Texas prisons mend ways via tough jail TB screening
Texas prisons mend ways via tough jail TB screening
Houston’s jail even adds portable chest X-rays
There was a time when "Texas prison" was a synonym for "good place to catch TB." That time has come and gone, prison officials declare. They credit the change to good compliance with a statute passed in 1993 that requires every jail with more than 100 beds to screen all inmates for TB who are there for more than 14 days.
Widespread compliance with the statute has made a huge dent in TB caseloads in Texas prisons, amounting to a decline in cases of more than 70% since 1994, says Michael Kelley, MD, chief of preventive medicine for the state’s Department of Criminal Justice. As a result, TB case rates in state prisons are about the same as in the city of Houston — a much brighter prospect than in days gone by. Annual skin-test conversion rates in Texas prisons are down dramatically as well, he adds, from a high of more than 6% to 1.4% now.
Screening program a success
Because on average, two-thirds of a given jails’ inmates will have checked out before 14 days have elapsed, many of them still return to the community without having been screened, Kelley concedes. But none go on to prison without first having been screened. "So the screening requirement may not have as great an impact on the community, but it’s had a fantastic impact on the prisons," says Kelley.
Interestingly, the wording of the 1993 statute is a bit vague. It mandates "testing for TB" but doesn’t say exactly how or at what point during the 14 days the testing has to be done.
At the Harris County jail in Houston, that vagueness inspired debate about particulars, says Bobby Davis, RN, CCHP, director of nursing at the Harris County jail in Houston. Did the statute mean a TB skin test, a chest X-ray, or both?
"We debated it with the Texas Department of Health," says Davis. Jail officials also studied requirements of the National Commission on Correctional Healthcare, which mandates some kind of TB check upon intake (simply asking about any possible TB symptoms is enough), as well as a PPD skin test done in conjunction with a health assessment performed on the 14th day.
In the end, the jail, which had just gotten a chunk of money from state legislators worried about severe overcrowding in the correctional system, decided to go whole-hog. They took the new funding and used it to turn one corner of a cellblock into 47 negative-pressure rooms, then bought a digital chest X-ray machine.
Now, inmates are X-rayed as soon as they’re booked. The 70-mm images, stored on a disk, are read by a technician in another building. "The tech doesn’t do any guesswork," says Davis. "Anything that looks even slightly suspicious, that person goes immediately to isolation."
Along with the chest X-ray, intake workers do a health history, asking open-ended questions designed to elicit information about a history of TB or symptoms of current disease. Again, any signs that look suspicious land the inmate in isolation. Then, for those still cooling their heels in jail by day 14, there’s a physical exam conducted by a nurse, which includes a skin test for everyone without a record of a positive skin test. Those who test positive are placed on isoniazid.
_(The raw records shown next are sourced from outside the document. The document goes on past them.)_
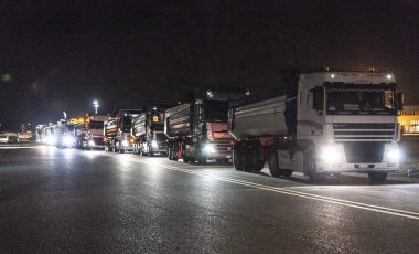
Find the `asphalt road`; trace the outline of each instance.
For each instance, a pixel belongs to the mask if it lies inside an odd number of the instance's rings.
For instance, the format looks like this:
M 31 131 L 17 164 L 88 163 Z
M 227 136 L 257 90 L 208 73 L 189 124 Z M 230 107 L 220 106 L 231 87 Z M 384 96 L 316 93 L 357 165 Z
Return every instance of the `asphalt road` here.
M 419 184 L 0 148 L 0 253 L 418 253 Z

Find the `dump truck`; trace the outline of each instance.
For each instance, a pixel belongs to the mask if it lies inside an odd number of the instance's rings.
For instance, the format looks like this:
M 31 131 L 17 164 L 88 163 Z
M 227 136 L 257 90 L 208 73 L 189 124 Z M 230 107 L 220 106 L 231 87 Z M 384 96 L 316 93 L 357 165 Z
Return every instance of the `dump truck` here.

All this makes good economic sense as well as good public health policy, given the jail’s size. "We book between 250 and 300 people a day, or about 100,000 a year," says Davis. "We’re the third-largest jail in the country, right behind Los Angeles county, and the second-largest accredited jail in the country."
With 8,300 inmates booked in, Davis estimates he’s got 10 to 12 inmates in his isolation unit and about 420 on treatment for latent TB infection.